American reactions to plays about cross-cultural relations are also crucial to the success of Aubergine, a richly layered play about food, memory, and immigrant families co-produced by Olney Theatre Center and Baltimore’s Everyman Theatre. (The production will move to Everyman after its run at Olney wraps.) Like Handbagged, Aubergine is being staged as part of the Women’s Voices Theater Festival, a regional effort to get more works by women onstage. Both plays are worth the drive north, although Aubergine is much less raucous than Handbagged and not as smartly constructed.

Julia Cho’s play about first and second generation Korean immigrants enjoyed a successful 2016 run off-Broadway, and is exactly the sort of work theaters in the D.C. suburbs should stage, provided they do some savvy marketing and get parishioners at the Korean churches just down the road to congregate at a theater.

That’s not to say only Asian-Americans will appreciate Cho’s play, which hits hard on universal themes like loving your family members even when the feelings don’t seem to be reciprocal. (A tip of the hat to Korean-American City Paper contributor Mike Paarlberg for explaining that the characters in Aubergine own multiple refrigerators because at least one is storing stinky kimchi, and illuminating a few other cultural details that not all patrons will appreciate.)

Everyman’s Vincent M. Lancisi directs a solid quartet of Asian actors led by Tony Nam as Ray, a 38-year-old chef who becomes so defeated once his father enters hospice care that he starts subsisting on beer and Ensure. Although an opening monologue seems unnecessary, and few of the flashback scenes are awkward, the play is otherwise well made, asking audiences to piece together what went wrong between father and son. It takes the arrival of Ray’s uncle (a very funny Song Kim) to bridge the gap between the two men. The dramatist’s trick is that Kim’s character provides the link without speaking English.
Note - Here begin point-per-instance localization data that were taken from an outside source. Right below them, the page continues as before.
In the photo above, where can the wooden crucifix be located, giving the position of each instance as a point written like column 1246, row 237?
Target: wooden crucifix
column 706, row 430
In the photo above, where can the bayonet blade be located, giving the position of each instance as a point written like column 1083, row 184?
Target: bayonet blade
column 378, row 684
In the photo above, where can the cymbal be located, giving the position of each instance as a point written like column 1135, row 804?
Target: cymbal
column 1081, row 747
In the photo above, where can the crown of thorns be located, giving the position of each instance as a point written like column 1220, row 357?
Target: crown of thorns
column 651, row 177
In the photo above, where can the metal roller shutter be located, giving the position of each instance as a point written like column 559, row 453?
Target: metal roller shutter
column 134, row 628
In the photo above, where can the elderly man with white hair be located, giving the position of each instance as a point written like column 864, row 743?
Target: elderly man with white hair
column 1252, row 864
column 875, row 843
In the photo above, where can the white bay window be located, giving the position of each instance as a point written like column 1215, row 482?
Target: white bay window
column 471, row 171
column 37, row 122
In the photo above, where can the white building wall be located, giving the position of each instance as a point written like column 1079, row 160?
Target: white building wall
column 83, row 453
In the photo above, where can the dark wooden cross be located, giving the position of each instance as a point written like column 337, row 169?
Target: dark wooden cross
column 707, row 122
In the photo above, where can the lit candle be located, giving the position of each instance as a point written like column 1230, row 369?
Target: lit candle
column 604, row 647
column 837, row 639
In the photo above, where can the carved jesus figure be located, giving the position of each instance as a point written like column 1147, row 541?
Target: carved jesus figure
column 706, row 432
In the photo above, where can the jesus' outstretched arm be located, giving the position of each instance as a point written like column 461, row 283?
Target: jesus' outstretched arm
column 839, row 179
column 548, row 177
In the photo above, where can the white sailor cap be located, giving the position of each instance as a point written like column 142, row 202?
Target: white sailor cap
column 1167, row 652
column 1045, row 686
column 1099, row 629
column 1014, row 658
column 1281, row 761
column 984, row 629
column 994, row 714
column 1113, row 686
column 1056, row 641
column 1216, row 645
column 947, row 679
He gestures, he laughs, and at some points Eunice Bae, playing Ray’s estranged girlfriend Cornelia, steps in to translate. Ray’s father (a bedridden Glenn Kubota) only speaks in flashback scenes, but you still get to know him as well as anyone else onstage.

It’s too late for Ray and his father to reconcile, but there is plenty of time for our protagonist to move forward in life with a higher capacity for empathy. Anyone who has ever felt unable to meet high parental expectations will relate, and perhaps wonder if family skeletons are driving Mom and Dad’s desire for their children to do differently or do better.

The title Aubergine references the French word for eggplant. A few of the foodie interludes in the play feel forced, but there’s always a point, and sometimes fresh pastrami. When a Francophone immigrant hospice nurse played by Jefferson A. Russell starts reminiscing about his favorite vegetable back home, he opines, “[An eggplant] sounds like an ugly, milky white, sickly thing. But ‘aubergine,’ ahh. That starts to approach the beauty of the thing itself.”

It’s all a matter of perspective. Not every American family has four refrigerators, but nearly all have a recipe that takes an ordinary food, prepares it with love, and makes eating a revelatory communal experience.